Dynastica

King Taejo (Yi Seong-Gye)

King of Joseon

1335 – 1408

Born
1335
Died
1408

Biography

Yi Seong-gye, honored posthumously as King Taejo, founded the Joseon dynasty that ruled Korea for more than five centuries. Born in 1335 in the northeastern frontier region of the Goryeo kingdom, he came from a military family that had served both Goryeo and the Mongol Yuan administration, and he rose to prominence as one of Goryeo's most successful generals. His campaigns against Red Turban incursions from the north and Japanese pirate raids along the coast earned him a national reputation and a loyal personal army.

The decisive moment of his career came in 1388, when the Goryeo court ordered him to lead an invasion of Ming territory in Liaodong.

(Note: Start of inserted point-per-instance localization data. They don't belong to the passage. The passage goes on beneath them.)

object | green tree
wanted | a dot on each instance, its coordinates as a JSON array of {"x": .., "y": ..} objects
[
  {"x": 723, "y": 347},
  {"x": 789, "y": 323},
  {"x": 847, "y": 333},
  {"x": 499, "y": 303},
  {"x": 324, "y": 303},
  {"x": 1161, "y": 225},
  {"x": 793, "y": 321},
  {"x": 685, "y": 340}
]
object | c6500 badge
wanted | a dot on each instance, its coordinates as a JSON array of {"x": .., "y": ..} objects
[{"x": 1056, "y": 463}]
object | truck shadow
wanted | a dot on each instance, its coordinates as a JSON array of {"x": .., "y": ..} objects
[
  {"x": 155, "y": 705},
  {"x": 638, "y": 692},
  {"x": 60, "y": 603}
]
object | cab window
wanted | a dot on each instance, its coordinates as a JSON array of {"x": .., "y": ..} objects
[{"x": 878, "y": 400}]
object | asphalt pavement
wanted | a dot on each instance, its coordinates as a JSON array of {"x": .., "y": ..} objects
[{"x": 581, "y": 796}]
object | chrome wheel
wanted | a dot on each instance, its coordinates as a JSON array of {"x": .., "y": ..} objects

Judging the campaign unwinnable, he halted his army at Wihwa Island on the Yalu River and marched it back to the capital instead, seizing control of the government. Over the following four years he ruled through puppet kings while consolidating power with a faction of reform-minded Neo-Confucian officials, among them the scholar Jeong Do-jeon. Sweeping land reforms broke the economic base of the old aristocracy and rewarded his supporters.

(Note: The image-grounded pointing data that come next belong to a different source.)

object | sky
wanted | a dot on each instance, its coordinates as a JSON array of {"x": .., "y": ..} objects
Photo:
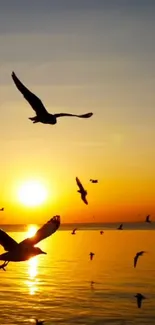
[{"x": 79, "y": 56}]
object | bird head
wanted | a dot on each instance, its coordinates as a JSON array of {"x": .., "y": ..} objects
[{"x": 39, "y": 251}]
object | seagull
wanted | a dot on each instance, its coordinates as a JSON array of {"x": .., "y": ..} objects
[
  {"x": 81, "y": 190},
  {"x": 74, "y": 231},
  {"x": 39, "y": 322},
  {"x": 139, "y": 297},
  {"x": 26, "y": 248},
  {"x": 94, "y": 181},
  {"x": 137, "y": 256},
  {"x": 148, "y": 219},
  {"x": 91, "y": 255},
  {"x": 41, "y": 113},
  {"x": 2, "y": 267},
  {"x": 120, "y": 227}
]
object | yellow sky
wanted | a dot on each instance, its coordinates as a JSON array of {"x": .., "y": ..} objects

In 1392 Yi Seong-gye accepted the throne, ending the 474-year Goryeo dynasty and proclaiming a new state, soon named Joseon. He moved the capital to Hanyang, the site of modern Seoul, where new palaces, shrines, and city walls were laid out, and he established Neo-Confucianism as the governing ideology in place of the Buddhist establishment that had dominated Goryeo.

His later years were overshadowed by conflict among his sons over the succession. Taejo had designated a young son by his second wife, Yi Bang-seok, as heir, passing over the older sons who had helped him win the throne. In 1398 his fifth son, Yi Bang-won, launched a coup known as the First Strife of Princes, killing the designated heir and Jeong Do-jeon. Grieved by the bloodshed, Taejo abdicated in favor of his second son, who reigned briefly as Jeongjong before yielding the throne to Yi Bang-won, King Taejong. Taejo spent his remaining years largely withdrawn from court affairs, at times in open estrangement from Taejong, and died in 1408. The dynasty he founded endured until 1910, and his descendants included some of Korea's most celebrated monarchs, among them his grandson Sejong.